I have thus come to the conclusion after much study and observing what has been, and is happening in India, that there is a fundamental disconnect between the religious outlook of Hindus and the Christians and Muslims which makes it impossible for a fruitful debate and mutual understanding on the question of religious conversion.

Therefore, either Hindus will have to capitulate on this question by permitting religious conversion in India, or in the alternative be united and assertive to ensure that laws are enacted and effectively enforced against religious conversion of Hindus. There is no third way.

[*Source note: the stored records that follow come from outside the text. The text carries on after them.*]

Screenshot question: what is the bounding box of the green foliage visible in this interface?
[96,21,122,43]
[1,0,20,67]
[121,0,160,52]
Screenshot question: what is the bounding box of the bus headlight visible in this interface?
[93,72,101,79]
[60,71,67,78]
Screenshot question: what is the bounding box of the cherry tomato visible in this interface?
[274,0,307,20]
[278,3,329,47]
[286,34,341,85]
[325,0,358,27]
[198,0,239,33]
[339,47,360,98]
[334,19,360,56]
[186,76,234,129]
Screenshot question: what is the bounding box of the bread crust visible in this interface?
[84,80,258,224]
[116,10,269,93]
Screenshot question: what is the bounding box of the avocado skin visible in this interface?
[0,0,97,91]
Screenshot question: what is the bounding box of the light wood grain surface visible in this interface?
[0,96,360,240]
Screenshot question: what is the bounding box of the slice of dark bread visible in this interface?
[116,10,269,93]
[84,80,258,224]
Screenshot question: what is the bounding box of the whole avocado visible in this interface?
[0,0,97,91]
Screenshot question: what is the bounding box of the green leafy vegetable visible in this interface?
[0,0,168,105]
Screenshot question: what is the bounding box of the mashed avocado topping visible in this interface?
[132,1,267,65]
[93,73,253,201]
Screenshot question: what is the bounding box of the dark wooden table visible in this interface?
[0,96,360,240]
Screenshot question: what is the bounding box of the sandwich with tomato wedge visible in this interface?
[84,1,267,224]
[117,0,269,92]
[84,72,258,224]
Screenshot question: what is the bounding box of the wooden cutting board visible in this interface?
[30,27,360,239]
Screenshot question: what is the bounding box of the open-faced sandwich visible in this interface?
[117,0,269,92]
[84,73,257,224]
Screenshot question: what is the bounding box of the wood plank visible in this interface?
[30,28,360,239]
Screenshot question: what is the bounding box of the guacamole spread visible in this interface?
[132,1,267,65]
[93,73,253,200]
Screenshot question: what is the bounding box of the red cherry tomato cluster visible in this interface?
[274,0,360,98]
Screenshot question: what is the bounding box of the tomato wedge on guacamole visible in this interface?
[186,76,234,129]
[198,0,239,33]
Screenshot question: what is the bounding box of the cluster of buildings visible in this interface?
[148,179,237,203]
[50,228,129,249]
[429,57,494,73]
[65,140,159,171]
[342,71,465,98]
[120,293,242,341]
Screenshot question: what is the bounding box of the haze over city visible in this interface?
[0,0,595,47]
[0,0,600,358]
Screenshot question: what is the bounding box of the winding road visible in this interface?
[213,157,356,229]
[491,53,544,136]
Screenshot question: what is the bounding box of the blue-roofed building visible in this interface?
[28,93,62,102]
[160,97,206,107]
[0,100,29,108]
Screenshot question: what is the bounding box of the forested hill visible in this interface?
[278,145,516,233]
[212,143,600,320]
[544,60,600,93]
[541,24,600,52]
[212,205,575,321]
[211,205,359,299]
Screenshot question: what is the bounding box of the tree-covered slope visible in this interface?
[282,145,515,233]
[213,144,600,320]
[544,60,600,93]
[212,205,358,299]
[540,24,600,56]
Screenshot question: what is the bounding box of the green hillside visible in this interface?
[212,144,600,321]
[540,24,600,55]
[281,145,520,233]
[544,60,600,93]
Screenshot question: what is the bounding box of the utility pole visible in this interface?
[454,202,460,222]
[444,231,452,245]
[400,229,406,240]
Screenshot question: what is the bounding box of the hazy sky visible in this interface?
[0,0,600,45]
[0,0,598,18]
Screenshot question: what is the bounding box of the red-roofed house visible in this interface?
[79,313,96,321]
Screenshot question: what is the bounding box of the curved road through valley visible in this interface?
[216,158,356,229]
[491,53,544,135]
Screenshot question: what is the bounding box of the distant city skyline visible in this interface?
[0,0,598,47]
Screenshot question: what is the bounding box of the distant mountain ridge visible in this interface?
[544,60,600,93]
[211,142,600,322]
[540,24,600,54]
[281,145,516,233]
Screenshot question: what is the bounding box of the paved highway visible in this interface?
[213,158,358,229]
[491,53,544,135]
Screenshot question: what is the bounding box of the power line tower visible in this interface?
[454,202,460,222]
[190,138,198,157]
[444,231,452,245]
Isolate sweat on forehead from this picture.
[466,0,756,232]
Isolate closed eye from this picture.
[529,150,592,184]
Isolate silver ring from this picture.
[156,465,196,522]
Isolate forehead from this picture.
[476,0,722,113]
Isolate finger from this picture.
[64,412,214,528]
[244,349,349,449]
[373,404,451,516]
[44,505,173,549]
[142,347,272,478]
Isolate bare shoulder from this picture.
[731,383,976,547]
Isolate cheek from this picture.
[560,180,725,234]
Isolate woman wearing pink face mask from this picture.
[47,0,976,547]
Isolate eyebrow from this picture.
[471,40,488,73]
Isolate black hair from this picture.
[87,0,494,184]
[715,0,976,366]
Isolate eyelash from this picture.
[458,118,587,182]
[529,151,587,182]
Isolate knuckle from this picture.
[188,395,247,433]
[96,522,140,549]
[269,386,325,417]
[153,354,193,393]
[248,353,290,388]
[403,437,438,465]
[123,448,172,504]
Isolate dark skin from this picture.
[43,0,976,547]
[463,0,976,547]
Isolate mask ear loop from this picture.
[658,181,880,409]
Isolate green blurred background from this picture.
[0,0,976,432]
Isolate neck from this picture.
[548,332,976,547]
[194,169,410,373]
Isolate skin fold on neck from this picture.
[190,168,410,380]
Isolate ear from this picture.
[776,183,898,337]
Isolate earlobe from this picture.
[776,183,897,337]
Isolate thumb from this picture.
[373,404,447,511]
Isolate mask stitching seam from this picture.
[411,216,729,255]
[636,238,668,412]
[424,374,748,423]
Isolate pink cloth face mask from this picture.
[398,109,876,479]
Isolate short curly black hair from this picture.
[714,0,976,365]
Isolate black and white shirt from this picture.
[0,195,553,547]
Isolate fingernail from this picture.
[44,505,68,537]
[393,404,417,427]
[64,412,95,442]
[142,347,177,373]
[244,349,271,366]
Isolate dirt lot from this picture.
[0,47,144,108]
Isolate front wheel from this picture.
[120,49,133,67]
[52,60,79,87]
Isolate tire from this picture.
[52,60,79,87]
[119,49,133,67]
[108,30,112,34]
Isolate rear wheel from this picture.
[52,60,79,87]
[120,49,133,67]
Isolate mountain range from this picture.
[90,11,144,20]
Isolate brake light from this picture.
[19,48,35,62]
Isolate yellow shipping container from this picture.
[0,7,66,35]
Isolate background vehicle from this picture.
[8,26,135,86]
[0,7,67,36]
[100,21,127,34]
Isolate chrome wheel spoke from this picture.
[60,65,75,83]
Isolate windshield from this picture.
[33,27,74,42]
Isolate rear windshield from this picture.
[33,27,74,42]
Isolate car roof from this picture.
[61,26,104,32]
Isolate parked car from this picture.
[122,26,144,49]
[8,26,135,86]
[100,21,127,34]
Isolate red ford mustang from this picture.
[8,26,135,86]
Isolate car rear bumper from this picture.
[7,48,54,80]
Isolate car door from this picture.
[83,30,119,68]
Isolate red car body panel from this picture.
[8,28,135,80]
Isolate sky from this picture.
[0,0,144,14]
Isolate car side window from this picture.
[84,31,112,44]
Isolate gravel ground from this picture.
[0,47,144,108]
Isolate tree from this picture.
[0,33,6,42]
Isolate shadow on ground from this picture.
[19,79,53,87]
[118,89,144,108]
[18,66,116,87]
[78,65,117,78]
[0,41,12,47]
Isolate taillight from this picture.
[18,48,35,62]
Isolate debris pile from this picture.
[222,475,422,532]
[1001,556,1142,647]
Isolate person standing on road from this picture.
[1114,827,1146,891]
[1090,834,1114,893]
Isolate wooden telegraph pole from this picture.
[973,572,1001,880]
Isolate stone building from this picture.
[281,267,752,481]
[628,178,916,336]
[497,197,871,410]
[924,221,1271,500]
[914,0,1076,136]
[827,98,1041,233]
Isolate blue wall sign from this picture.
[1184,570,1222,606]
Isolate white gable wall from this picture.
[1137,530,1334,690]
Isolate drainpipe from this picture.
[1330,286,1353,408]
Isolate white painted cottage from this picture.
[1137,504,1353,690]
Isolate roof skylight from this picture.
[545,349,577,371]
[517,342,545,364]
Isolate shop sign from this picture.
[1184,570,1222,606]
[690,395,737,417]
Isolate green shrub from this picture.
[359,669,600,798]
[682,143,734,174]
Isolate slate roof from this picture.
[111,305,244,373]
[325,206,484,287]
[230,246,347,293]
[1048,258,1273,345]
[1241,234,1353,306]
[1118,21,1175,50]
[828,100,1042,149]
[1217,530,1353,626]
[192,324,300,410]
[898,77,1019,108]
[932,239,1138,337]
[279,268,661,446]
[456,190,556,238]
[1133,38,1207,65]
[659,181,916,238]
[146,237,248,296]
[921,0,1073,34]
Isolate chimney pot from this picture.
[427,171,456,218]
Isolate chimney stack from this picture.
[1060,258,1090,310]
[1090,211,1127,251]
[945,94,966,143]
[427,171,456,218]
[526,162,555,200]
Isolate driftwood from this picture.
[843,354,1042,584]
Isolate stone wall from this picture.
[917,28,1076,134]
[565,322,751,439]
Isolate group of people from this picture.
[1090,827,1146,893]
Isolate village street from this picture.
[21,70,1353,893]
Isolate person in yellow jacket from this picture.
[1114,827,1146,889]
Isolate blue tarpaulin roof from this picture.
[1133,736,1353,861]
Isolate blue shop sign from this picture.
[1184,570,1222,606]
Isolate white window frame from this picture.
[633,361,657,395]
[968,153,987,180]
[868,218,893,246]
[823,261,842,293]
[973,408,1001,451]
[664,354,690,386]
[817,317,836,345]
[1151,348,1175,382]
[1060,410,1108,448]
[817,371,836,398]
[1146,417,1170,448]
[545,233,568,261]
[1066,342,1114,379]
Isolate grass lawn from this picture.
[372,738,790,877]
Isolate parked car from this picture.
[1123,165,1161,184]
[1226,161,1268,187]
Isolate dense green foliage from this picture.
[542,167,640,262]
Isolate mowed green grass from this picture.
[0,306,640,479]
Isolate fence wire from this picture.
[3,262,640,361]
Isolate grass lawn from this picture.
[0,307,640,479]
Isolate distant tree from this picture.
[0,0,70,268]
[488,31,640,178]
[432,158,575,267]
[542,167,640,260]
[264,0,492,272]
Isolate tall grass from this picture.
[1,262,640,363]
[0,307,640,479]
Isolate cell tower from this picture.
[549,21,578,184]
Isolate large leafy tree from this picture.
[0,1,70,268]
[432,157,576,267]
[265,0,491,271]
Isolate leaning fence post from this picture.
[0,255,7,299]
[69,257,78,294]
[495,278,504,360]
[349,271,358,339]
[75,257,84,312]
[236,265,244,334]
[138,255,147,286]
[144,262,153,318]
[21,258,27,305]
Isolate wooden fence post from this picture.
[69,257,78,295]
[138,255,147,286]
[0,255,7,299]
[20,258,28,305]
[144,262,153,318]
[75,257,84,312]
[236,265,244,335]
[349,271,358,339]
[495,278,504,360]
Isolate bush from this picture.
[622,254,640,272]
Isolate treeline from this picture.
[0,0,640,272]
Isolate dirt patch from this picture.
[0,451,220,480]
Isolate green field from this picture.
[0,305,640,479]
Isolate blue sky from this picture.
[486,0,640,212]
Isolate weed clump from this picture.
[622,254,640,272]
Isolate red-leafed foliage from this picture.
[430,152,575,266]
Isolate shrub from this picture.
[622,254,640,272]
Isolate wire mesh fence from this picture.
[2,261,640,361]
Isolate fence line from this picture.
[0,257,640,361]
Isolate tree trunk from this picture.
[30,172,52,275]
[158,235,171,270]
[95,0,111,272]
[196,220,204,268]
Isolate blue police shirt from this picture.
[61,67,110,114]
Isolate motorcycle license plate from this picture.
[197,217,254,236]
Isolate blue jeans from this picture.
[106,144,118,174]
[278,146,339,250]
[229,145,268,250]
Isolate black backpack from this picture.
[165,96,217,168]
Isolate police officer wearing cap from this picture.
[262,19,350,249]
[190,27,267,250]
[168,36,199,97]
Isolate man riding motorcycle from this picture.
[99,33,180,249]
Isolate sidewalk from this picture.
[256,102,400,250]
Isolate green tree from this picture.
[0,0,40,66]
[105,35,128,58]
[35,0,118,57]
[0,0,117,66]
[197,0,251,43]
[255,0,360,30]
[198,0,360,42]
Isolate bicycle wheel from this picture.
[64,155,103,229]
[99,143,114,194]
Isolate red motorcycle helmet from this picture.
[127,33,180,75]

I am persuaded that it is urgent now that Hindus be mobilised to assertively oppose any further conversion from Hinduism to any other non-Indian religion. There is no room for indifference here. This is because that status quo is damaging to the Hindu faith, since the Christian missionaries and Muslim mullahs are already fully at work, funds being no constraint, to convert Hindus. If conversions are not explicitly opposed, then Hindus are implicitly acquiescing in the atrocity.

There is a fundamental disconnect between the religious outlook of Hindus and the Christians and Muslims which makes it impossible for a fruitful debate and mutual understanding on the question of religious conversion.

Reflect on the past trends: In 1000 A.D., Muslims and Christians in undivided India were in negligible numbers. By 1400, they had become 3.5 per cent of the sub-continent. In 1700, they rose to 11 per cent, and by 1891 to 13 per cent. By the time of Partition, they were 23 per cent, and today in South Asia, the Christian and Muslim population is 36 per cent. What will it be in 2050 or 2150? This is an extraordinary rise, which has continued even after freedom from British colonial rule. De facto power in the hands of Hindu majority has not changed the attitude of the proselytisers, only their strategy has changed and become invisible for most Hindus. And those Hindus who have been power in government have been soft on this issue entrapped by the lack of a Hindu mindset and bloc voting by the Muslims and Christians.

Even the most secular Hindus should however worry about this demographic trend, because secularism is itself under threat, if the Hindus lose their majority share in population. That is why even Gandhiji and Dr. Ambedkar [no Hindu fundamentalists but highly regarded secularists], during the freedom struggle had stoutly opposed religious conversions. In Mahatma’s interview given to The Hindu in 1931 [see Collected Works of Mahatma Gandhi, Vol XLV, p.320] he stated:

“Every nation’s religion is as good as another. Certainly India’s religions are adequate for her people. We need no converting spiritually.”

Gandhiji went on to add that if foreign missionaries in independent India sought to convert by inducement such as by medical aid and in providing education, then he would ask them to withdraw from the country. Lest his remarks be treated as a misquote or off the cuff, Gandhiji later authored an article to reaffirm the same view in different language:

“ India stands in no need of conversions from one faith to another” (Young India, April 23, 1931 issue).